Kitabın çizgi film ve dia filmler için mükemmel bir kaynak olabileceğine inanıyorum. Bazı masallar, hiç şüphesiz, çocuk tiyatrolarında ve televizyondaki çocuk programlarında kullanılabilir.
Yediden yetmişe (ne de olsa masallar “karşısında bütün nesillerin boynu kıldan incedir!”[3]) Sovyet okurunun Türk masallarını sevmesini çok istiyorum. O masallarda onun ruhuna yakın çok şey var. Bunları okuduktan sonra çift boyunduruk, milli zalimler ve yabancı emperyalistler, altında ızdırap çeken, iyi ve talihsiz Türk halkını sevecektir.
Türk masalları kitabının harika bir tat ile resimlendirildiği konusunda sessiz kalamayacağım.
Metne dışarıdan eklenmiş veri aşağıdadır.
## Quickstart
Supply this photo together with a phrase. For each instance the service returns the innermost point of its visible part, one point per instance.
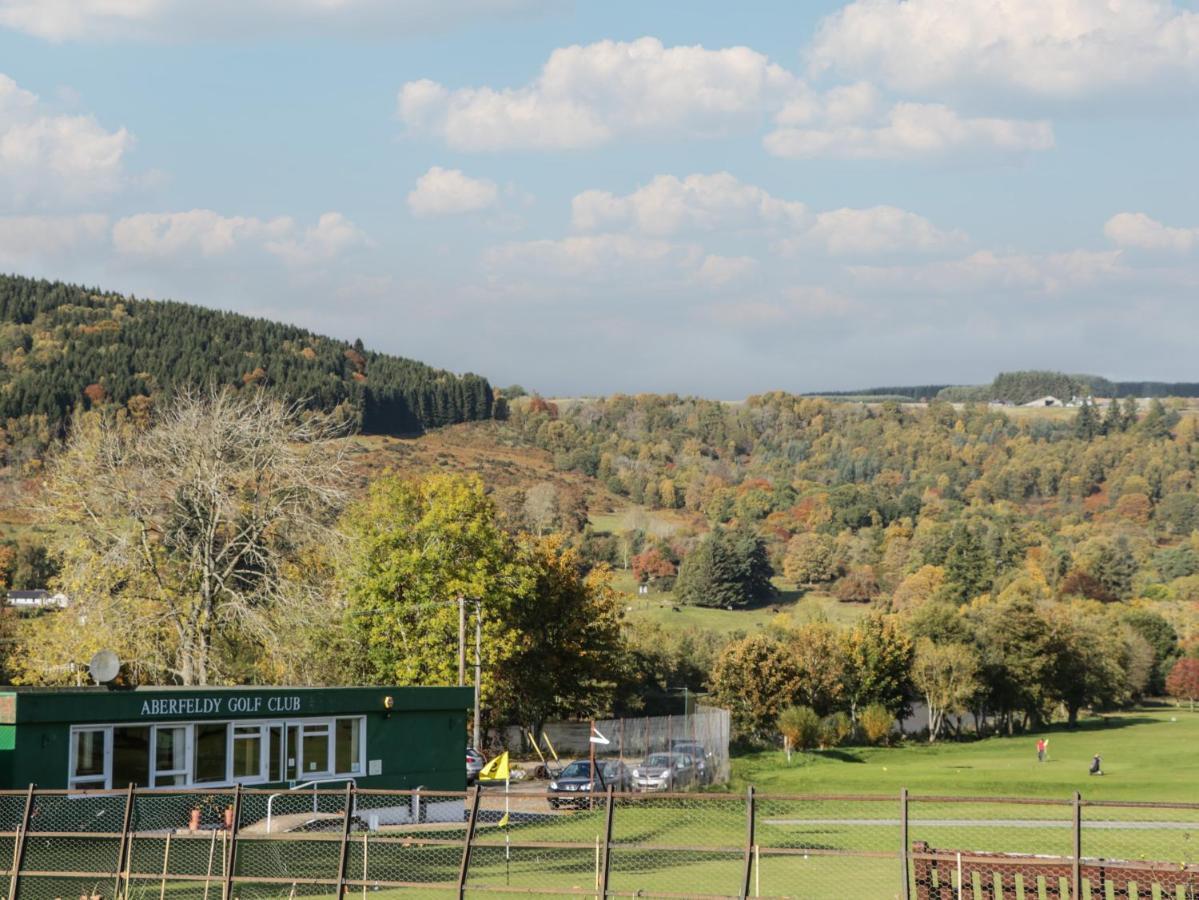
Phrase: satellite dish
(104, 666)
Kitabın kapağındaki zarif ceylan, hem sadece bir ceylan hem de ceylandan daha fazla bir şey.
[1] Ogonyok, devrim öncesi, Sovyet dönemi ve sonrası çıkmayı sürdüren dergilerden biridir. Toplumsal-siyasal ve edebi-sanatsal konuları ele alan resimli haftalık derginin tirajı, 1974 yılında 2 milyonu, 1990’da 4,6 milyonu bulmuştur.
[2] Turetskie Narodnıe Skazki, Goslitizdat, Moskva, 1959. Kitapta “Padişahın Oğlu”, “İki Kardeş”, “Balıkçının Oğlu”, “Sihirli Gül”, “Çobanın Oğlu”, İskender Bey Masalı”, “Dilrukeş”, “Kız ve At”, “Dervişin Kızı”, “Söylemez Sultan”, “Kadının Kızı”, “Kurnaz Kadın” gibi masallar yer almaktadır.
[3] Nâzım Hikmet, burada A. S. Puşkin’in “Yevgeni Onegin” eserindeki “aşk karşısında bütün nesillerin boynu kıldan incedir” dizesine atıf yapmaktadır. Bu dize, P. İ. Çaykovskiy’in “Yevgeni Onegin” operasında da Gremin’in aryasına girmiştir.